Pulaski is a station on the Chicago Transit Authority's 'L' system, serving the Green Line. Pulaski is located at the intersection of Lake Street and Pulaski Road in the West Garfield Park neighborhood of Chicago, Illinois. The station opened in March 1894.

==History==
Pulaski was constructed in 1892-94 and opened in March 1894 as part of the Lake Street Elevated Railroad. The station was constructed in the Queen Anne architectural style, as were the other Lake Street stations. In 1956, Pulaski's platforms were lengthened by 200 feet from the east end and additional entrances to the station were opened at Harding Avenue after the closing of the nearby Hamlin station. The Harding Avenue entrance to the eastbound platform became exit-only in 1960, but the westbound entrance remained open. Pulaski was rebuilt in 1973, and the original station houses were demolished at this time. On December 18, 1993, the westbound Harding Avenue exit closed. In 1994, Pulaski closed along with the rest of the Green Line so it could be rebuilt. The platforms at the station were completely rebuilt during its closure, but the original fare controls were kept, so the old platforms were converted into walkways between the fare controls and the platform. A wooden railing was erected on the old platforms to keep passengers away from the tracks. This arrangement was designed to be temporary in the hopes that Pulaski could be turned into a "super-station", but by 1999 the CTA gave up on the super-station plan and built a new station house which connected to the new platforms. The old platforms and fare controls were removed in 2011.

==Services==
As part of the Green Line, Pulaski is used by those traveling between the West Garfield Park neighborhood and other areas served by the line, including Oak Park and Forest Park, the Loop, and the South Side. Trains to Harlem/Lake arrive approximately every ten minutes; trains toward Ashland/63rd and Cottage Grove arrive every ten minutes as well, and alternating trains go to each terminus.

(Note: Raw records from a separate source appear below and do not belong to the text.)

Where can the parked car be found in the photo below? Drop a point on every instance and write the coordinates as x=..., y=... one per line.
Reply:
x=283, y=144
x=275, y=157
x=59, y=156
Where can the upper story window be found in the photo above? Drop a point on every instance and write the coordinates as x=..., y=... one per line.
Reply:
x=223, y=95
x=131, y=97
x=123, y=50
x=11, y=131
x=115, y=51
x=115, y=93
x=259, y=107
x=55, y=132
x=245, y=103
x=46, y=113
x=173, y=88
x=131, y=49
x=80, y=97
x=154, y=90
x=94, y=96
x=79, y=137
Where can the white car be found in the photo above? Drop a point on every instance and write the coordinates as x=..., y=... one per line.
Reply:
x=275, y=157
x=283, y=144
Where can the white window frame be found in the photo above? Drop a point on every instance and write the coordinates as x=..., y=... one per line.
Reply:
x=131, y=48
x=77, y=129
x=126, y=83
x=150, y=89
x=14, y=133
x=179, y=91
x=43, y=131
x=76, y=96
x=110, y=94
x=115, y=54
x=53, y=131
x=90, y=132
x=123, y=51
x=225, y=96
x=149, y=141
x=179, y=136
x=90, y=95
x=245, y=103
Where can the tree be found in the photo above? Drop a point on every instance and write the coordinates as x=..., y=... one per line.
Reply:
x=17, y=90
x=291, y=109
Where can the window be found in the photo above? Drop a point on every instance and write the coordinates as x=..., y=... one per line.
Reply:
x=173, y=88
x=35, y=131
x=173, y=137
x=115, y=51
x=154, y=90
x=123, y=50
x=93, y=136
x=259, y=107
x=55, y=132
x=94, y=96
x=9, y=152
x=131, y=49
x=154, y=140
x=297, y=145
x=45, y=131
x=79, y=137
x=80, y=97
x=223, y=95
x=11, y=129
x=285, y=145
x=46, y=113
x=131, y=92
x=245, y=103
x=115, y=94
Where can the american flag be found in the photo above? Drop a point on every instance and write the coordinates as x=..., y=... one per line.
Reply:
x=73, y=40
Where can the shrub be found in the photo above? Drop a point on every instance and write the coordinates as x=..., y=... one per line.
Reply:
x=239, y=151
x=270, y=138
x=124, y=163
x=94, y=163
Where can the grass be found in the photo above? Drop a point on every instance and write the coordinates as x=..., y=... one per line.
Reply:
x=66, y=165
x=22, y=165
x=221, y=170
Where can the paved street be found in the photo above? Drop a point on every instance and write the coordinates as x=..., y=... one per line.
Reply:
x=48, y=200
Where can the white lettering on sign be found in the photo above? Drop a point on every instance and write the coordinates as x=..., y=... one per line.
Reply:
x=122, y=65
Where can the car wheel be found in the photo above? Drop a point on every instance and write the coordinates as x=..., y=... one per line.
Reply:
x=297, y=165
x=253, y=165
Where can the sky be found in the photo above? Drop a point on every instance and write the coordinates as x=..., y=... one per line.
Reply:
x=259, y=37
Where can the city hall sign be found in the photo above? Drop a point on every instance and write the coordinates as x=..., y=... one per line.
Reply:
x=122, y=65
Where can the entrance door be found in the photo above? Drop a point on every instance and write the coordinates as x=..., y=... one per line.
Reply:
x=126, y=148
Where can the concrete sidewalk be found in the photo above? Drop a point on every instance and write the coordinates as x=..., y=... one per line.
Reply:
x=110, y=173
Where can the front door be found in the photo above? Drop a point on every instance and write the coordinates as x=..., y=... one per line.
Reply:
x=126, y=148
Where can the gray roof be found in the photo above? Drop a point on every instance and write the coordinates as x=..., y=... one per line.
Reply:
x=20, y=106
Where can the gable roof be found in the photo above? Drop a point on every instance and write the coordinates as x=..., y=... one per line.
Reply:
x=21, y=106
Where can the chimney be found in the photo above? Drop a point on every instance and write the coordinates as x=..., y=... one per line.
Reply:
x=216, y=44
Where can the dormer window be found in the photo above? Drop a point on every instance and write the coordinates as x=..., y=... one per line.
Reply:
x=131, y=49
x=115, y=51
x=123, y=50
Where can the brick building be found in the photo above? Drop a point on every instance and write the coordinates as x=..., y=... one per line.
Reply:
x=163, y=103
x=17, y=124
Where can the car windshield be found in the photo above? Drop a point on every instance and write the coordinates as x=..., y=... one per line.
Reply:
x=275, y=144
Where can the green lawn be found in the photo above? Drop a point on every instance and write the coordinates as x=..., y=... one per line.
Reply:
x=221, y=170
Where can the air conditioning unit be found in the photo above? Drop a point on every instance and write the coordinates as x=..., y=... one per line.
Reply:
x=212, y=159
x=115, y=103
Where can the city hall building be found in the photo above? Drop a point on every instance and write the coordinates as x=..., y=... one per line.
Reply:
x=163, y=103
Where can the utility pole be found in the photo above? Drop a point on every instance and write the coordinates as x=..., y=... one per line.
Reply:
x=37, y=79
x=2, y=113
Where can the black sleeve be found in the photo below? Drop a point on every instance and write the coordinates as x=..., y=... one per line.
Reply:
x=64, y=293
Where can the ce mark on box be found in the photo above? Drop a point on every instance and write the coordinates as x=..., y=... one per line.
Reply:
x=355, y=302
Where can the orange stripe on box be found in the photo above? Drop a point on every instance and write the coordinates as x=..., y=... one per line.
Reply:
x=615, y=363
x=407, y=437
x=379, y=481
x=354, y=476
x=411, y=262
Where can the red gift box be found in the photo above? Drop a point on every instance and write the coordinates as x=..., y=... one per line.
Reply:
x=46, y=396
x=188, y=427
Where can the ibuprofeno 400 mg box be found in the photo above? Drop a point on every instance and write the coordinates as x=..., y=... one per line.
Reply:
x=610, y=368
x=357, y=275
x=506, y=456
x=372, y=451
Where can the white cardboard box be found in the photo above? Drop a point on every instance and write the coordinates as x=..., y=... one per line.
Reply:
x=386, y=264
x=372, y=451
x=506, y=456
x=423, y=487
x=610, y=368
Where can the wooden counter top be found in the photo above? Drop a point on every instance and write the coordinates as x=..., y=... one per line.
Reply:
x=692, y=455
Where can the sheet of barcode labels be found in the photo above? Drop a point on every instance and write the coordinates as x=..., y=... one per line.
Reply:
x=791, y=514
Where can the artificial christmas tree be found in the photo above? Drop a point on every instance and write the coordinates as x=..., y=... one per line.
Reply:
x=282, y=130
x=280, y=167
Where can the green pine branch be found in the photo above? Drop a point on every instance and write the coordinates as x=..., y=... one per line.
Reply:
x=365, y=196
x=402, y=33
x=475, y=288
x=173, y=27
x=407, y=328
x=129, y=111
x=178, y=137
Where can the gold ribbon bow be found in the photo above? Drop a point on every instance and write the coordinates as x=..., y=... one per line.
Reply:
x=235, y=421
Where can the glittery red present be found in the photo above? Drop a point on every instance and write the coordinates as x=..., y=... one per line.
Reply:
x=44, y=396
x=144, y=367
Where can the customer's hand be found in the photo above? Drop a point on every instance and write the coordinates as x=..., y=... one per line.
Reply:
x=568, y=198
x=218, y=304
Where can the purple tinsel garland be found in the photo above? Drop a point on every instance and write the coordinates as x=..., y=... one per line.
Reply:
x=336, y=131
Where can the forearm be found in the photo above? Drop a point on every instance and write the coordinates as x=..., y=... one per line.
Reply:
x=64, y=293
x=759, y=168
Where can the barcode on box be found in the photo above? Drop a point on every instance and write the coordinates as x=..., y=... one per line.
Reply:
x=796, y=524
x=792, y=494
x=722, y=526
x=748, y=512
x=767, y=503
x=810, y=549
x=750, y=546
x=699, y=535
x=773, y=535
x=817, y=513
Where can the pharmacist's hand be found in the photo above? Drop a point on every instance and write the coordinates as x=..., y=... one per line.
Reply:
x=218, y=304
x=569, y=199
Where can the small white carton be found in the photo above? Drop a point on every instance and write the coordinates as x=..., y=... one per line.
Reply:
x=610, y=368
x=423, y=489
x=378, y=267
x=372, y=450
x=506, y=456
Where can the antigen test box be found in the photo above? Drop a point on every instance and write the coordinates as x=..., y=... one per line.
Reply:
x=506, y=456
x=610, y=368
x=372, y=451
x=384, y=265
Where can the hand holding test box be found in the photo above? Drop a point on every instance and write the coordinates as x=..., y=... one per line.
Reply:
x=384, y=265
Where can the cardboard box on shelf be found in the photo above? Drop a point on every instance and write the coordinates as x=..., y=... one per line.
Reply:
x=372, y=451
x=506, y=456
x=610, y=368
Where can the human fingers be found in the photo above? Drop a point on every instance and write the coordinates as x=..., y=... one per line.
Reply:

Pulaski has separate station houses and fare controls for the inbound and outbound platforms. Farecard vending machines are present at both entrances. A customer assistant booth is located at the inbound entrance; passengers at the outbound entrance must press a call button if they need assistance. The station's elevated platforms are accessible via stairs and elevators; both platforms are wheelchair accessible. An overhead footbridge connects the two platforms, but it may only be used by CTA employees. Pulaski is connected to the Bethel New Life community center next to the station via a bridge from the outbound station house.